I'm hoping someone can give me some guidance on how to tackle this problem or provide me with some resources to figure out what I can do.
I have a dateCountDF with a count corresponding to a date. I would like to randomly select a certain number of entries for each dateCountDF.month from another Dataframe entitiesDF where dateCountDF.FirstDate<entitiesDF.Date && entitiesDF.Date <= dateCountDF.LastDate and then place all the results into a new Dataframe. See Bellow for Data Example
I'm not at all sure how to approach this problem from a Spark-SQl or Spark-MapReduce perspective. The furthest I got was the naive approach, where I use a foreach on a dataFrame and then refer to the other dataframe within the function. But this doesn't work because of the distributed nature of Spark.

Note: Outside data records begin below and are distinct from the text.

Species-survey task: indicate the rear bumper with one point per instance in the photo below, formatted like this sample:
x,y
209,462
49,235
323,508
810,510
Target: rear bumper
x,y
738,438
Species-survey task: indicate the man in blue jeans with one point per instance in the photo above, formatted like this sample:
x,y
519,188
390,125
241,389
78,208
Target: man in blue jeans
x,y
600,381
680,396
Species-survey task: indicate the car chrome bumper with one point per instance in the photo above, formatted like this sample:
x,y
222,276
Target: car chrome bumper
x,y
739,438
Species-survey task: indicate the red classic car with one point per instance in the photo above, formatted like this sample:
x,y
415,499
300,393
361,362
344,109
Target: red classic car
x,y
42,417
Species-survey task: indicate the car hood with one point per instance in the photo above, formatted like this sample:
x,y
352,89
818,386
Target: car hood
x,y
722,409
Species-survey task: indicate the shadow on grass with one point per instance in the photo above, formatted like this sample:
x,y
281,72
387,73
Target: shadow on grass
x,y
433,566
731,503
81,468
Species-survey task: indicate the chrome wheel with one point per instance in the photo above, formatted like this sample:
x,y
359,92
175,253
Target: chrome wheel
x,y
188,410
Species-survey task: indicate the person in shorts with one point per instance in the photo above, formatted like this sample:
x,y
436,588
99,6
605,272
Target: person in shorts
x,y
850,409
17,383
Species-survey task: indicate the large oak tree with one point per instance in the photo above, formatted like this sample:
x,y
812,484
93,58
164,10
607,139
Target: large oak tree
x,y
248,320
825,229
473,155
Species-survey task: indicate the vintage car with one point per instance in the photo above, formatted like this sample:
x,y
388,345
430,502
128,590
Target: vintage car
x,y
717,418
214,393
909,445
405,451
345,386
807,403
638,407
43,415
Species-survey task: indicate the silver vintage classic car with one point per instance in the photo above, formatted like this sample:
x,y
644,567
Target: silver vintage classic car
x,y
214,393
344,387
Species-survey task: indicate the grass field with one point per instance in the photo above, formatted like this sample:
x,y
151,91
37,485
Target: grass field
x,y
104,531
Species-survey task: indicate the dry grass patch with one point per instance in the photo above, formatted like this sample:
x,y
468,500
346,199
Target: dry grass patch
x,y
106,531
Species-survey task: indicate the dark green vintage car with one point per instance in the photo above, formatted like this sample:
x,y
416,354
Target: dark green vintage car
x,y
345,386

val randomEntites = dateCountDF.foreach(x => {
val count:Int = x(1).toString().toInt
val result = entitiesDF.take(count)
return result
})
DataFrames
**dateCountDF**
| Date | Count |
+----------+----------------+
|2016-08-31| 4|
|2015-12-31| 1|
|2016-09-30| 5|
|2016-04-30| 5|
|2015-11-30| 3|
|2016-05-31| 7|
|2016-11-30| 2|
|2016-07-31| 5|
|2016-12-31| 9|
|2014-06-30| 4|
+----------+----------------+
only showing top 10 rows
**entitiesDF**
| ID | FirstDate | LastDate |
+----------+-----------------+----------+
| 296| 2014-09-01|2015-07-31|
| 125| 2015-10-01|2016-12-31|
| 124| 2014-08-01|2015-03-31|
| 447| 2017-02-01|2017-01-01|
| 307| 2015-01-01|2015-04-30|
| 574| 2016-01-01|2017-01-31|
| 613| 2016-04-01|2017-02-01|
| 169| 2009-08-23|2016-11-30|
| 205| 2017-02-01|2017-02-01|
| 433| 2015-03-01|2015-10-31|
+----------+-----------------+----------+
only showing top 10 rows
Edit:
For clarification.
My inputs are entitiesDF and dateCountDF. I want to loop through dateCountDF and for each row I want to select a random number of entities in entitiesDF where dateCountDF.FirstDate<entitiesDF.Date && entitiesDF.Date <= dateCountDF.LastDate
To select random you do like this in scala
import random
def sampler(df, col, records):
# Calculate number of rows
colmax = df.count()
# Create random sample from range
vals = random.sample(range(1, colmax), records)
# Use 'vals' to filter DataFrame using 'isin'
return df.filter(df[col].isin(vals))
select random number of rows you want store in dataframe and the add this data in the another dataframe for this you can use unionAll.